Solid waste will become an important part of Turkey's renewable share and electricity generation, Turkish Energy and Natural Resources Minister Taner Yildiz said Friday in Balikesir, Turkey.
Speaking at the opening ceremony of Altaca group's integrated biogas and organic waste facility, which is constructed with 100 percent Turkish technology, Yildiz praised the project saying that it is environmental-friendly and contributing to the energy sector.
According to research of Turkish Statistical Institute, each household has domestic waste between 1.5 to 2 kilograms, Yildiz informed, adding that Gonen in Balikesir province, where the facility is constructed, puts producing energy from waste in good use.

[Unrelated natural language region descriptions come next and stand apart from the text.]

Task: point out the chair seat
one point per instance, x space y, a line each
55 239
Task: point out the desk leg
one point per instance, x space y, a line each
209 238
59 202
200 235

"Facilities like this are in dire need for Turkey. They have so many positive effects on Turkey's energy mix. I attach great importance to such projects, both for the engineering know-how of their technological aspects, and for our energy ministry as well," he explained.

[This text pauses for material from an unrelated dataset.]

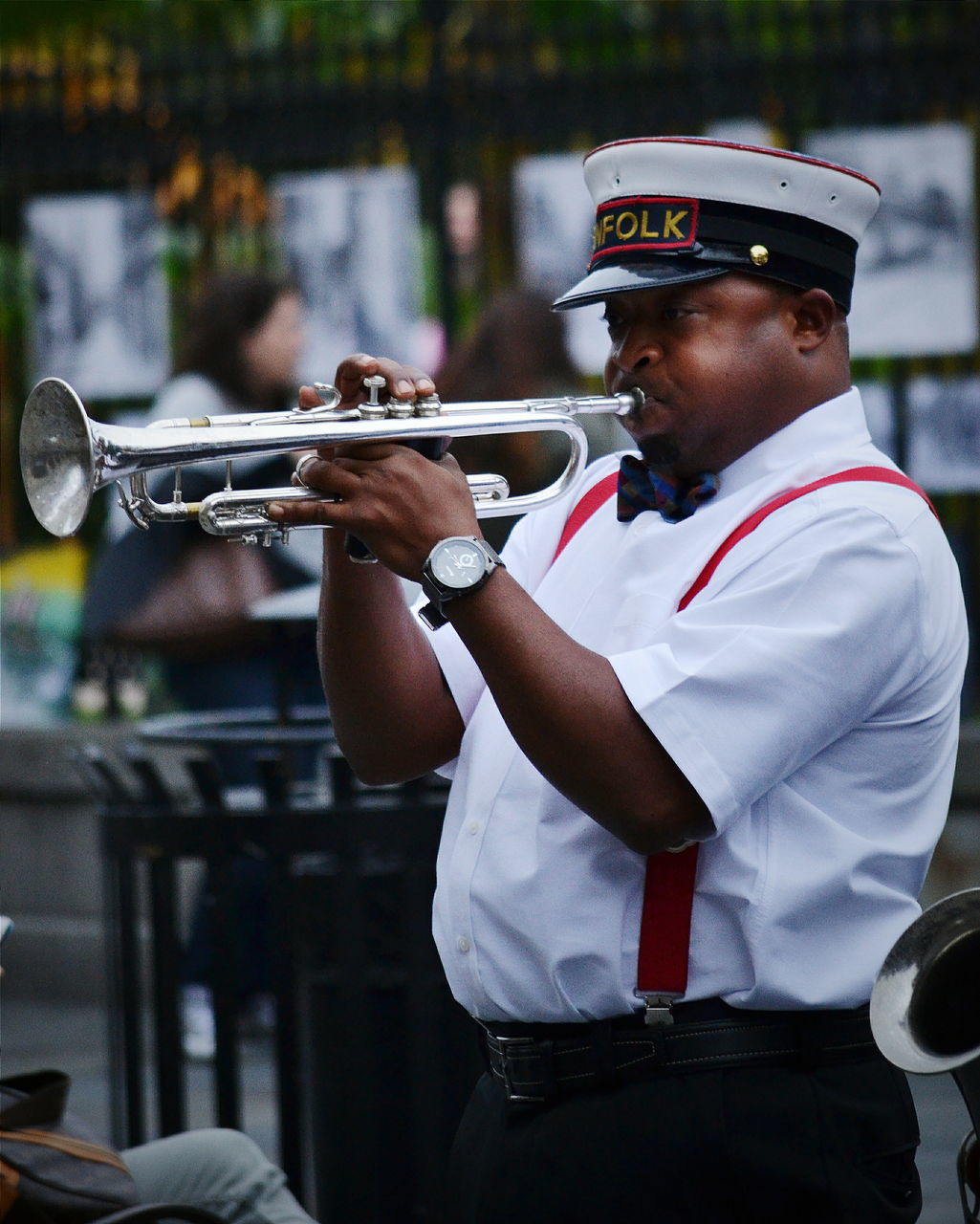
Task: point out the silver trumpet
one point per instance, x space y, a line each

One of the alternative ways of diversifying energy resources is to recycle all kinds of waste. Types of municipal solid, livestock and agriculture waste are classified according to their similarities, and used to produce energy.
Yildiz emphasized that each biogas and organic waste facility that is introduced to the country's energy mix lowers the amount of money Turkey pays to import natural gas, noting electricity produced from wind power plants led Turkey to import $850 million worth of gas less in 2014.
Turkey relies heavily on foreign energy resources, mostly natural gas and oil, which generates almost half of Turkey's electricity production while their imports total around $60 billion a year on average. Energy expenditure is also one of the biggest contributors to Turkey’s current account deficit.
Stating that Turkey is one of the least recycling countries in the world, Yildiz emphasized that recycling is a 'cultural behavior' that needs to be adopted widely by the population.
"We burn newspapers in our stoves for heati but they are more expensive than wood. Paper is recycled around 96 percent in Japan, while this rate is only at 40 percent in Turkey. We have to popularize a recycling culture. We must develop and improve this behavior further," he explained.